La convention d’arbitrage doit être faite par écrit, ou par tout autre moyen permettant d’en administrer la preuve, notamment par la référence faite à un document la stipulant.

Jurisprudences comparées

Etats-Unis
Litige soumis à l’arbitrage
Selon le droit de l’Etat de Floride, trois éléments doivent être pris en considération pour déterminer si un litige a été soumis à l’arbitrage :
 il doit y avoir un écrit valide ;

 cet écrit doit inclure le litige en cause ;

 les parties ne doivent pas avoir renoncé à leur droit à l’arbitrage (Terminix Int’l Co. L.P. v. Ponzio, 693 So.2d 104 (1997)).

Ecrit au sens de la convention de New-York

Une clause compromissoire figurant dans une police d’assurance non signée satisfait à l’exigence d’une convention écrite (Chloe Z Fishing Co c/ Odyssee Re (London) Ltd, GP.2001 som. 29 avril obs. E. Ordway).

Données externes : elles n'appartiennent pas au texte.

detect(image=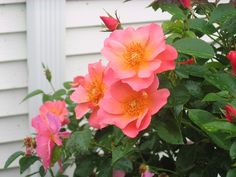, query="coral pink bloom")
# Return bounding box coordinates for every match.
[225,105,236,122]
[178,58,195,65]
[179,0,191,9]
[71,76,84,88]
[141,171,154,177]
[70,60,111,128]
[39,101,70,125]
[102,23,177,91]
[98,79,169,138]
[112,170,125,177]
[100,16,120,31]
[32,113,70,170]
[226,50,236,75]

Interprétation d’une clause ambiguë

En présence d’une clause d’arbitrage contenue dans un contrat de prestation de service organisant un transport et d’une clause attributive de juridiction figurant dans les connaissements émis en application de ce contrat, il a été accordé une injonction de se soumettre à l’arbitrage au motif que l’ambiguïté résultant de la clause du contrat de service visant tout litige relatif à ce contrat devait être interprétée en faveur de l’arbitrage au motif principal que les doutes quant à l’étendue des questions entrant dans le champ de l’arbitrage doivent bénéficier à ce dernier, mais aussi en vertu du principe qui veut que l’ambiguïté s’interprète contre le rédacteur du contrat, le contrat et les connaissements ayant été rédigés par le transporteur (Kelso Enterprises Ltd C/ M/V Diadema : GP 2009.som.25 octobre rapporté par E. Ordway et B. Derains).

Interprétation des termes « en relation avec les contrats »
Certains juges considèrent que la clause selon laquelle seront soumis à l’arbitrage tous les litiges en relation avec le contrat ne comprend que les litiges concernant l’interprétation et l’exécution du contrat (Mediterranean Enters, Inc. v. Ssangyong 637 Corp. 708

D’autres juges considèrent que la clause selon laquelle seront soumis à l’arbitrage tous les litiges en relation avec le contrat comprend tous les litiges ayant un lien direct ou indirect avec le contrat. Seront par conséquent inclus les litiges concernant la fraude, la violation des obligations fiduciaire, la violation de la loi sur les franchises etc. (Southland Corp. V. Keating, 465 U.S. 1, 15 n.7, 104 S ; Ct. 852, 79 L.Ed.2d 1 (1984)).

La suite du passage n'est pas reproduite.